Their star playmakers, Kieran Dijali, Raff Cretaro and 37-year-old Cameroon World Cup veteran Ndo, were snuffed out of the action by a tight-marking Drogheda outfit.
It wasn’t just a clash of styles though; Drogheda’s classy 13th minute opening goal was brilliant in its construction, stemming from a Sligo corner from which, three passes later, Paul O’Connor’s arrowed finish was nestling in Gary Rogers’ net.
O’Connor started and finished the move; Ryan Brennan, one of two brothers in the side, burst through the middle and a sweet nutmeg allowed him room to find right-sided midfielder David Cassidy rampaging down the left.
A perfectly timed over-lapping run from full-back Shane Grimes allowed him the space to reach the by-line and cut back a low cross which allowed O’Connor to finish what he started.
Drogheda could have won the game but were denied by a controversial decision from referee Paul Tuite.
Indeed, they bemoaned a disallowed goal of their own and seemed to have more just cause, as Ryan Brennan was harshly adjudged to have pushed Alan Keane when looping a fine header beyond Rogers in the 63rd minute.

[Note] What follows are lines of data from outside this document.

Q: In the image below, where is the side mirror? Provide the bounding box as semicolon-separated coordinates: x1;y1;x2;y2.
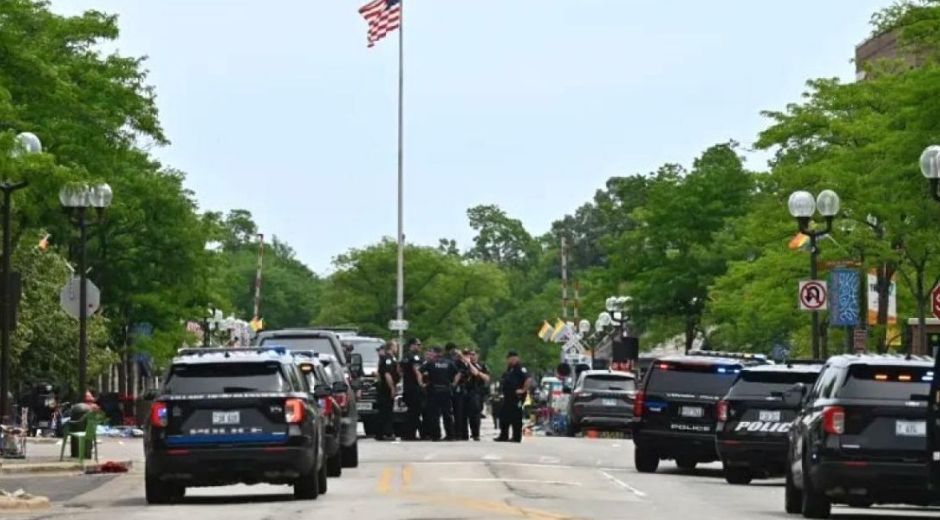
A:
312;385;331;399
782;383;806;407
348;353;363;376
332;382;349;394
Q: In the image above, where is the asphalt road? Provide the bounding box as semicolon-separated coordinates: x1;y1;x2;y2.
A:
13;429;940;520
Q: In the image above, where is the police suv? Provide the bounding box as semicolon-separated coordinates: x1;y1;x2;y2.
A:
632;351;769;473
786;354;934;518
144;348;327;504
715;361;823;485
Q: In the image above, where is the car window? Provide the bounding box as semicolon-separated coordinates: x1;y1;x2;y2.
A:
730;370;820;397
286;365;304;391
165;362;289;394
645;362;741;396
259;336;343;363
582;375;635;392
348;339;382;364
809;365;833;401
836;364;932;400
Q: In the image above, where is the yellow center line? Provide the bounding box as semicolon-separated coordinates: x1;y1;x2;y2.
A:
376;466;394;495
401;463;413;491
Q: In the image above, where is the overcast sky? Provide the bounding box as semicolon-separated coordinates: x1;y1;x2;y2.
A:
50;1;890;274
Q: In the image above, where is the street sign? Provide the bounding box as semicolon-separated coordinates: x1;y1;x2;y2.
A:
388;319;409;332
932;284;940;320
59;276;100;319
799;280;828;311
853;328;868;353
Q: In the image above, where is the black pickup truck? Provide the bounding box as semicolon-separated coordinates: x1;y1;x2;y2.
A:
144;347;328;504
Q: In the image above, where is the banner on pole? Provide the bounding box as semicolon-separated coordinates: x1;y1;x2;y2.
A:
830;268;860;327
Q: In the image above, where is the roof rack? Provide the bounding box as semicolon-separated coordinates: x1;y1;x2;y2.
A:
848;353;934;362
784;359;826;366
177;346;290;357
687;350;768;361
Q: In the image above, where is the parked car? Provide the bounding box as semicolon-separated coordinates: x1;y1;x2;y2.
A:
564;370;636;436
257;329;360;467
341;336;407;436
632;351;769;473
144;347;327;503
786;354;933;518
294;353;343;477
715;361;823;485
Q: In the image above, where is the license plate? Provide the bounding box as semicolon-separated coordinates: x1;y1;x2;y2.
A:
212;411;240;425
759;410;781;422
680;406;704;418
896;420;926;437
602;399;618;407
356;402;373;411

The tempo was relentless from end to end, Drogheda desperately trying to land a knock-out blow as Sligo brought North on alongside Elding as the pressure intensified on the leaders’ defence.
They couldn’t hold out. The dam burst with 12 minutes left.
From Sligo’s eighth corner, Elding’s flick-on rebounded off Alan Byrne into the path of the unmarked North at the far post; his first touch of the game, a swivelling, left-footed volley, smashed into the roof of the net.
Drogheda hearts sunk. Briefly, they would be lifted. In a few minutes they would be broken.
Sligo Rovers: Rogers, Keane, Peers, Henderson (McMillan 65), Davoren, Ventre, Ndo, Cretaro, Greene (Gaynor 84), Elding.